The Consequences Of Bad Economic Policy: Gradual Relative Decline

California's recent rounds of tax increases, particularly on incomes of high earners, have many predicting some kind of exodus or other rapid economic calamity.  See for example this article from the Orange County Register.  For better or worse, these economic forces work much more slowly than that.  We can get an idea how bad economic policies will play out from looking at the histories of places that have tried them.

Consider Venezuela.​   Short of North Korea, this is about as bad as economic policy can get.  A Heritage Foundation report out yesterday contains a litany of the bad ideas of the just-ended Chavez era:  doubling in size of the state sector over 13 years; government deficits increasing to 15% of GDP in the most recent period; rampant inflation accompanied by exchange controls, black markets for currency, and allocation of currency at official rates to government cronies; bureaucratic interference in the judicial system; subsidies to favored products (gasoline in this case); etc., etc.

​What have been the results?  in the real economy, bad.  "There are scarcities of nearly all staple food and fuel products. . . .   Venezuela faces the most severe food shortages in four years. . . .  [O]ver the past 10 years inflation in food and nonalcoholic beverages is 1,284%."  In official economic statistics, not nearly that bad, but still bad:  "Between 1999 and 2012, average annual per capita growth was just 1.1 percent. . . ."  That's from the IMF, which of course counts all government spending at 100 cents on the dollar in measuring GDP.  When wasteful government spending has just exploded, that methodology gives a wildly misleading picture of the real economy.  If you gave government spending an appropriate discount of 50% or more in calculating GDP, then almost certainly the correct number for Venezuela's GDP  "growth" over the last 13 years is negative, although Venezuelans are not told that.  And meanwhile, the Chavista candidate just won a new six year term, although very narrowly. 

Still, terms like "economic collapse" are very strong.  Even with the hugely counterproductive policies of the Chavez regime, what Venezuela has experienced is really a gradual decline, a slow slide into economic irrelevance.  By comparison to Venezuela, California's new high tax rates are only a pale imitation of the medley of disastrous policies pursued by the Chavistas.​

Similarly, consider the UK in the pre-Thatcher era.  As discussed by me a few days ago here and in the linked Wikipedia article, the policies of the preceding Labor governments included ​nationalization of most major industry, high government spending, special political status for labor unions, repeated Keynesian "stimulus" programs, and price controls (then known as "incomes policy").  According to a 2011 article in the Economist, the top marginal income tax rate in the UK pre-Thatcher was 83% (an additional tax on investment income could lead to a top rate of 98%!); Thatcher reduced the 83% to 40% between 1979 and 1988.  But even with those incredible rates for long periods in the 60s and 70s, it's not like everyone picked and left, or like the economy experienced sudden collapse.  Instead, they had what the Economist calls "the dawn of stagnation."  England became the "sick man of Europe," with a prolonged era of little-to-no economic growth (again, likely negative if government spending were accounted for reasonably in GDP instead of at 100 cents on the dollar). 

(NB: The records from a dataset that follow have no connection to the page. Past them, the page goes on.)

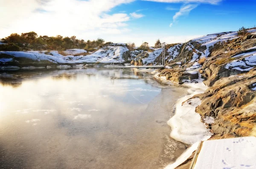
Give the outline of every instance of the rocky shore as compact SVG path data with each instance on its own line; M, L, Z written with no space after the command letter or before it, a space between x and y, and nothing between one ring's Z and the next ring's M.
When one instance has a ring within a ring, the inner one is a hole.
M198 46L194 51L199 51L202 47ZM256 34L219 42L211 48L203 63L176 59L157 76L179 84L204 79L208 89L183 103L201 101L195 112L213 133L210 140L256 136ZM188 169L193 155L177 168Z
M256 29L247 31L243 36L237 32L222 32L167 45L166 66L154 72L162 80L180 84L202 82L208 87L187 98L180 106L200 99L201 104L193 111L212 133L209 139L256 136ZM129 51L122 44L98 49L77 56L64 56L54 51L0 52L0 68L127 62L159 65L163 53L162 48ZM192 154L177 168L188 168L193 156Z

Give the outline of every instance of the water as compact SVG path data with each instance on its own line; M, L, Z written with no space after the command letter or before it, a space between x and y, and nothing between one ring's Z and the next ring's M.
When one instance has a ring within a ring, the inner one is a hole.
M2 70L0 168L163 168L186 148L166 124L185 90L130 70Z

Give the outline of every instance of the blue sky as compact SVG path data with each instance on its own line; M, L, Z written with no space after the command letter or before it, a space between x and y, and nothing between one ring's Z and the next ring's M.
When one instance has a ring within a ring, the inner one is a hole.
M11 1L11 2L10 2ZM40 35L101 37L153 45L256 25L255 0L0 0L0 37Z

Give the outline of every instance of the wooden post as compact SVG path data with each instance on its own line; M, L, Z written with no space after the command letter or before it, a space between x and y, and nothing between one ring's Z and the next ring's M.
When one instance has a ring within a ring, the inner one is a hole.
M162 65L165 65L165 42L163 43L163 52L162 53Z

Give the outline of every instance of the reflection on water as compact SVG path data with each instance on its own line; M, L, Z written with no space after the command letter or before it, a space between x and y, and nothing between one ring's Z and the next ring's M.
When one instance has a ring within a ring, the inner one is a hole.
M186 149L166 124L183 90L128 70L0 72L0 167L161 168Z

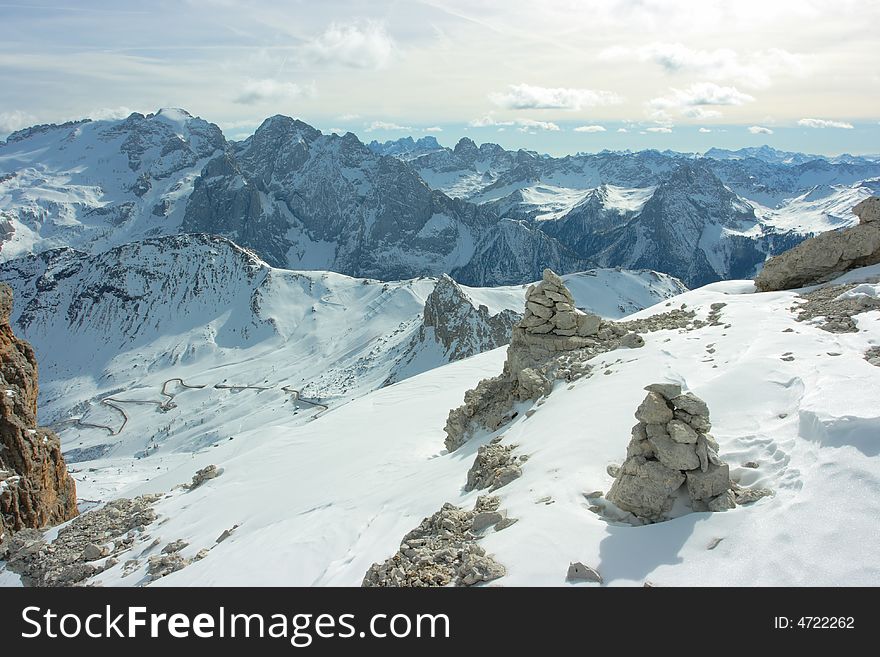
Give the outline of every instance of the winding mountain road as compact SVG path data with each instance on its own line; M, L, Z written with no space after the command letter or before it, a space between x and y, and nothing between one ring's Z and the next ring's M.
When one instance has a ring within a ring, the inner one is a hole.
M88 429L104 429L109 432L111 436L118 436L122 433L122 430L125 429L125 426L128 424L129 416L128 413L125 412L125 409L119 404L155 404L159 407L160 411L168 411L172 408L176 408L177 404L174 403L174 398L177 396L177 393L168 392L168 384L177 382L180 387L187 388L190 390L201 390L203 388L207 388L208 384L202 385L191 385L186 383L180 377L173 377L171 379L166 379L164 383L162 383L162 389L159 391L163 397L167 397L165 401L156 401L155 399L119 399L118 397L104 397L101 400L101 403L105 406L108 406L115 411L117 411L122 416L122 424L119 425L118 429L114 429L111 426L106 424L97 424L95 422L84 422L82 418L76 418L70 420L73 424L79 427L85 427ZM226 383L215 383L213 386L217 390L272 390L272 386L234 386ZM296 404L305 404L310 408L320 408L317 413L312 416L312 419L317 419L322 413L330 410L330 408L326 404L322 404L320 402L305 399L300 397L300 391L296 388L291 388L290 386L283 386L281 388L284 392L293 395L293 400Z

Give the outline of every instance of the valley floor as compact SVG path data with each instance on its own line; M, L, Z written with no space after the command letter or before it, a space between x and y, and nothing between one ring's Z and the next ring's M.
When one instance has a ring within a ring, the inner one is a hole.
M838 282L872 281L852 294L877 297L878 277L875 266ZM191 453L72 464L82 498L163 493L148 536L92 581L142 585L147 558L183 539L188 559L210 551L152 586L358 586L445 502L473 507L480 493L463 492L467 471L478 446L500 435L529 459L522 477L494 493L518 522L480 539L507 570L493 585L565 585L575 561L610 586L878 585L880 367L865 353L880 345L880 311L855 315L857 332L831 333L820 320L797 321L795 292L753 289L750 281L717 283L632 315L685 304L705 319L711 304L726 304L720 325L648 333L640 349L597 356L590 375L557 382L520 409L535 413L452 454L443 450L446 415L467 389L500 372L505 348L312 421L307 411L295 419L282 413L279 391L181 392L181 401L191 396L187 402L206 413L234 404L258 421L230 426ZM625 456L642 388L663 381L708 403L732 477L770 488L772 497L638 527L589 509L586 495L607 492L606 468ZM152 407L134 412L144 422L159 417ZM757 467L744 467L749 462ZM223 473L194 490L175 488L209 464ZM138 562L124 569L129 559ZM14 579L0 571L0 584Z

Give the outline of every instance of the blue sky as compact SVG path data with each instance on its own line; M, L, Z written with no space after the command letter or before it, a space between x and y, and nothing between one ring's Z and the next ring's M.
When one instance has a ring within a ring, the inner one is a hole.
M183 107L553 154L880 152L880 3L0 0L0 136Z

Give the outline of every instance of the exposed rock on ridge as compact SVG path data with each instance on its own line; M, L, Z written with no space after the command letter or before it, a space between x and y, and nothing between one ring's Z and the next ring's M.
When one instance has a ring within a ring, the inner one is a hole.
M425 300L422 333L433 329L435 340L453 361L507 344L519 319L511 310L492 315L484 305L475 308L461 287L443 274Z
M11 312L12 289L0 284L0 541L77 514L58 436L37 426L37 361L12 333Z
M790 290L829 281L850 269L880 262L880 197L853 208L859 224L822 233L771 258L755 278L759 292Z
M504 526L497 497L477 498L473 511L452 504L403 537L400 549L384 563L375 563L362 586L472 586L502 577L504 566L476 544L491 526Z
M636 410L626 461L615 471L606 499L649 521L664 520L685 486L694 511L725 511L754 502L770 491L742 489L718 457L709 407L681 386L654 383Z
M545 269L526 292L525 315L513 327L501 374L468 390L464 404L450 411L446 449L458 449L480 427L494 431L515 415L517 401L549 394L555 379L578 378L597 353L643 344L622 324L576 310L562 279Z

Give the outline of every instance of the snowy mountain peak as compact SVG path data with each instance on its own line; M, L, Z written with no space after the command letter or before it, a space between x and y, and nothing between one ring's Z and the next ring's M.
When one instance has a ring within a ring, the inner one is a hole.
M470 137L462 137L458 140L458 143L455 145L455 148L452 149L452 152L455 153L458 157L468 157L473 156L479 153L479 148L474 143L474 140Z

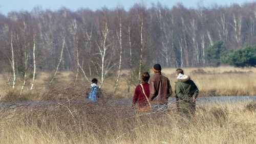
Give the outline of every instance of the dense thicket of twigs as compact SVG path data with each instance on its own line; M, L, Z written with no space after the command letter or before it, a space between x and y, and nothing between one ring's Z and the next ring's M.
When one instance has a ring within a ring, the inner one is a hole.
M177 112L175 105L164 111L138 112L130 108L131 102L116 101L104 92L96 103L87 101L83 93L71 86L42 93L38 101L2 102L0 142L168 143L214 140L251 143L255 140L255 101L199 104L189 121Z
M31 12L0 14L0 70L10 68L12 44L16 70L25 71L25 52L28 67L32 68L34 43L37 70L55 69L63 42L60 69L75 71L78 57L87 75L90 70L100 73L103 46L108 48L106 64L117 68L120 27L123 68L129 68L131 56L132 68L138 66L141 54L146 66L155 62L166 67L207 65L204 52L215 41L223 40L228 50L255 44L255 3L197 9L180 4L146 8L138 4L127 11L35 8Z

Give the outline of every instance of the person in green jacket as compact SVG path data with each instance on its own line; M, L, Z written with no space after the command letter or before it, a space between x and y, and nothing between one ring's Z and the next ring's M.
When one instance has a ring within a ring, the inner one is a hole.
M190 119L191 115L195 114L196 101L199 91L190 77L184 74L182 69L177 69L176 74L175 93L177 108L179 111Z

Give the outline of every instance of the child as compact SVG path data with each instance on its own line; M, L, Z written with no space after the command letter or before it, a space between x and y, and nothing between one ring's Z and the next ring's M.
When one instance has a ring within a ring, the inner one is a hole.
M96 102L99 97L99 91L100 89L99 86L97 85L98 84L98 80L96 78L93 78L92 80L92 84L90 86L89 93L88 95L88 98L92 102Z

Or closer to home, consider New York.  It's hard to say that New York City is not doing rather well today, after 20 years of at least nominally Republican mayors.  Public safety is hugely improved over that time, and taxes have at least been kept somewhat under control.  But still, with a top income tax rate of near 13% (combining New York State and City rates), New York is being far outpaced in growth by lower tax jurisdictions.  People want to live in big, happening cities, and in other countries throughout the world, the main business capitals are booming relative to the rest of the country they are in (think any place from London to Shanghai to Bangalore to Moscow).   New York is holding its own, but it could be doing far better, if only it had just reasonably competitive economic and tax policy.  And upstate New York, saddled with the high taxes but lacking the allure of the big city, is in a slow death spiral.

​But here's the hardest thing to understand:  In places with bad economic policies, and suffering ongoing relative economic decline, somehow the grip of the political class gets tighter and tighter, and the possibilities of effecting change through the voting booth become less and less.  Those receiving state handouts come to perceive their well-being as coming from the handouts, even as nations or regions surrounding them achieve superior economic performance for all without the handouts.​  So New York and Chicago, and Detroit, and Philadelphia, and very likely now California go into gradual relative economic decline, and continue to decline for decades, but even as their decline becomes more and more obvious to anyone following the data the voters in these jurisdictions vote in higher and higher percentages for the continuation of the policies of high taxes and handouts that brought about the decline.   It's the political genius of Progressivism.